Tout cela, on ne va l’apprendre qu’au cours d’un récit dont les fils s’entremêlent et dont on ne découvre l’unité que dans les dernières pages de ce livre envoûtant. De la côte africaine du tout début du XXe siècle, on passe à Zanzibar vers la fin des années 1950, « une époque où le monde fut plus tragi-comique que jamais, et où l’Afrique presque tout entière se trouvait gouvernée par les Européens, d’une manière ou d’une autre : directement, indirectement, par l’usage de la force brute ou d’une diplomatie musclée ». L’indépendance est proche, mais Amin et Rashid, deux frères qui vivent dans une petite ville de l’île, ne sont pas conscients qu’ils vivent entre la fin d’une époque et le début d’une autre. Leurs deux parents sont enseignants et Amin, l’aîné, se prépare à entrer à l’école normale pour suivre la voie tracée par son père. Rashid, brillant collégien, n’a qu’un désir : quitter son pays où il a le sentiment d’étouffer. Ses professeurs, des Britanniques, l’y encouragent vivement. Quand il prend l’avion pour l’Europe, il ne prête pas attention à la souffrance d’Amin.
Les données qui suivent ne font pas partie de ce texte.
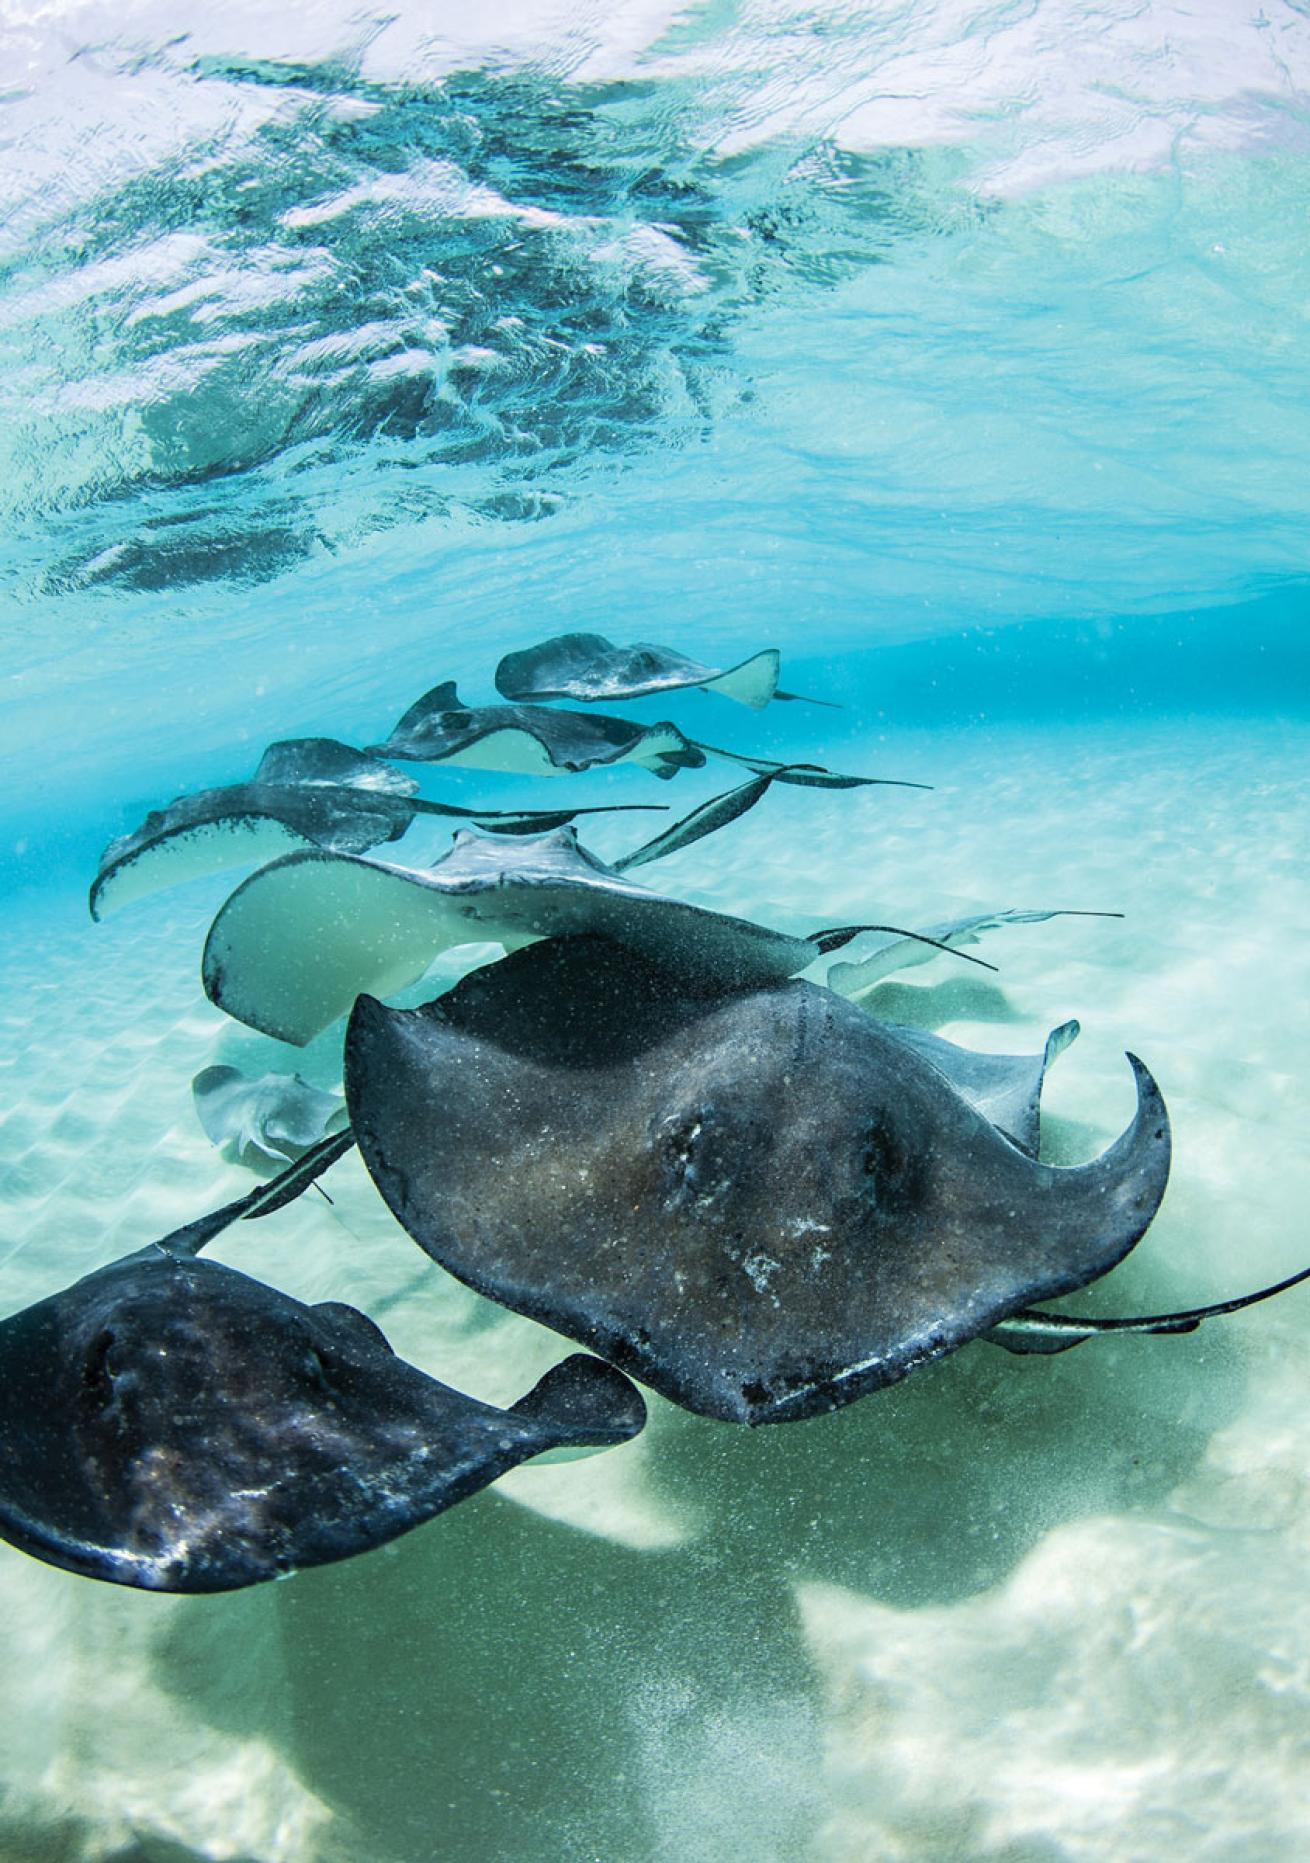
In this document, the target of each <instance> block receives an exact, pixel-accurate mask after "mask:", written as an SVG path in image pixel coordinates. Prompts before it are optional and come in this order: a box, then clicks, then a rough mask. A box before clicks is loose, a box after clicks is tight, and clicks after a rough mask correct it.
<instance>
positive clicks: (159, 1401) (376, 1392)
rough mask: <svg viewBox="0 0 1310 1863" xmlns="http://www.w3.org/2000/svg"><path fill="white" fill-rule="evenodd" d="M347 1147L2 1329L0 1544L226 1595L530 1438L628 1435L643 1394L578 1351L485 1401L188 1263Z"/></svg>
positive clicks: (446, 1489)
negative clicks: (492, 1403)
mask: <svg viewBox="0 0 1310 1863" xmlns="http://www.w3.org/2000/svg"><path fill="white" fill-rule="evenodd" d="M348 1144H350V1136H348V1133H347V1135H343V1136H339V1138H334V1140H328V1148H335V1149H334V1151H332V1153H328V1151H324V1155H322V1159H321V1161H313V1163H311V1161H309V1157H307V1159H306V1161H302V1164H298V1166H293V1172H289V1174H285V1176H283V1177H281V1179H276V1181H274V1183H272V1185H268V1187H265V1189H261V1190H255V1192H252V1196H246V1198H240V1200H239V1202H237V1203H229V1205H225V1207H224V1209H220V1211H214V1213H212V1215H209V1217H205V1218H201V1220H199V1222H196V1224H192V1226H190V1228H186V1230H179V1231H177V1233H175V1235H168V1237H164V1239H162V1241H160V1243H151V1244H149V1246H147V1248H142V1250H138V1252H136V1254H132V1256H125V1258H123V1259H121V1261H114V1263H110V1267H106V1269H99V1271H97V1272H95V1274H88V1276H86V1278H84V1280H80V1282H76V1284H75V1285H73V1287H65V1289H63V1291H61V1293H56V1295H52V1297H50V1299H47V1300H39V1302H37V1304H35V1306H30V1308H26V1310H24V1312H22V1313H15V1315H13V1317H11V1319H6V1321H4V1323H0V1448H2V1449H4V1457H2V1461H0V1535H4V1537H6V1539H7V1541H11V1543H13V1544H15V1546H20V1548H22V1550H24V1552H30V1554H34V1556H35V1557H39V1559H45V1561H48V1563H50V1565H60V1567H63V1569H67V1571H71V1572H84V1574H86V1576H89V1578H104V1580H110V1582H112V1584H119V1585H142V1587H147V1589H151V1591H233V1589H237V1587H240V1585H255V1584H259V1582H263V1580H266V1578H283V1576H287V1574H289V1572H294V1571H300V1569H304V1567H309V1565H326V1563H330V1561H334V1559H347V1557H350V1556H352V1554H356V1552H367V1550H369V1548H373V1546H380V1544H384V1543H386V1541H389V1539H395V1537H397V1535H399V1533H406V1531H408V1530H410V1528H416V1526H419V1524H421V1522H425V1520H430V1518H432V1515H438V1513H442V1511H443V1509H445V1507H453V1505H455V1503H457V1502H462V1500H466V1498H468V1496H470V1494H475V1492H477V1490H479V1489H484V1487H486V1485H488V1483H490V1481H496V1477H498V1475H503V1474H505V1472H507V1470H509V1468H514V1466H518V1462H524V1461H527V1459H529V1457H533V1455H540V1453H542V1451H546V1449H557V1448H565V1449H581V1448H607V1446H611V1444H617V1442H626V1440H628V1438H630V1436H635V1435H637V1431H639V1429H641V1425H643V1421H645V1407H643V1403H641V1397H639V1394H637V1392H635V1390H634V1388H632V1384H628V1380H626V1379H624V1377H622V1375H621V1373H619V1371H615V1369H613V1367H611V1366H604V1364H600V1362H598V1360H594V1358H585V1356H581V1354H578V1356H574V1358H566V1360H565V1362H563V1364H559V1366H555V1367H553V1369H552V1371H548V1373H546V1377H544V1379H542V1380H540V1382H539V1384H537V1386H535V1388H533V1390H531V1392H529V1394H527V1395H525V1397H522V1399H520V1401H518V1403H516V1405H512V1407H511V1408H509V1410H498V1408H494V1407H492V1405H484V1403H477V1401H475V1399H473V1397H466V1395H464V1394H462V1392H457V1390H451V1388H449V1386H445V1384H438V1382H436V1379H430V1377H427V1375H425V1373H423V1371H417V1369H416V1367H414V1366H410V1364H406V1362H404V1360H403V1358H397V1356H395V1353H393V1351H391V1347H389V1345H388V1341H386V1338H384V1336H382V1332H380V1330H378V1328H376V1326H375V1325H373V1321H371V1319H365V1315H363V1313H360V1312H358V1310H356V1308H352V1306H345V1304H341V1302H337V1300H328V1302H322V1304H319V1306H304V1304H302V1302H300V1300H293V1299H291V1297H289V1295H283V1293H278V1291H276V1289H274V1287H266V1285H265V1284H263V1282H257V1280H252V1278H250V1276H248V1274H239V1272H237V1271H235V1269H227V1267H222V1265H220V1263H216V1261H205V1259H198V1250H199V1248H203V1246H205V1243H209V1241H211V1239H212V1237H214V1235H218V1233H220V1230H224V1228H227V1224H229V1222H235V1220H237V1218H240V1217H259V1215H265V1213H266V1211H268V1209H272V1207H280V1202H278V1198H281V1202H285V1200H287V1196H294V1194H298V1190H300V1189H304V1187H306V1183H307V1181H309V1177H311V1176H313V1174H315V1172H317V1170H322V1168H326V1163H332V1157H334V1155H339V1153H341V1151H343V1149H347V1148H348ZM296 1172H298V1174H300V1179H298V1181H293V1179H294V1174H296ZM289 1183H291V1185H293V1187H291V1189H287V1185H289Z"/></svg>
Les parents d’Amin l’ont, en effet, contraint, pour ne pas « briser le cœur » de son père et de sa mère, à renoncer à l’amour fou qu’il éprouve pour Jamila, une femme indépendante, un peu plus âgée que lui, divorcée, et surtout, petite-fille de Rehana, une bâtarde, et fille d’un « enfant du péché », métisse et autre bâtarde comme le lui rappelle sa mère. Jamais Amin n’oubliera Jamila. Quant à Rashid, la première leçon qu’il apprend en arrivant à Londres, c’est à « intégrer le mépris », à se voir à travers les yeux des Anglais comme « quelqu’un qui mérite le mépris qu’on lui porte », comme un « exclu, un exilé », un « étranger au milieu de nulle part », puisque la situation à Zanzibar lui interdit de songer au retour. Ce n’est que bien des années après qu’il pourra rendre visite à sa famille.
Le titre que Gurnah avait donné à son roman est Desertion. Et c’est bien de désertions ou d’abandons successifs qu’il est question. Abandon de Rehana par Azad puis par Pearce, abandon de Jamila par Amin, abandon de son île et de sa famille par Rashid, fuite de Jamila quand il devient trop dangereux pour elle de rester à Zanzibar. Si attachant qu’ait pu être le monde déserté par Rashid, c’était un monde cruel, avec sa propre part de racisme interne et ses règles familiales impitoyables. Mais c’était un monde pleinement humain habité par des individus avec leurs passions, leurs doutes, leur histoire. On sort ému et ébloui de cette lecture, avec, à peine le livre achevé, l’envie de la reprendre, comme on secouerait un kaléidoscope pour voir se former de nouvelles images.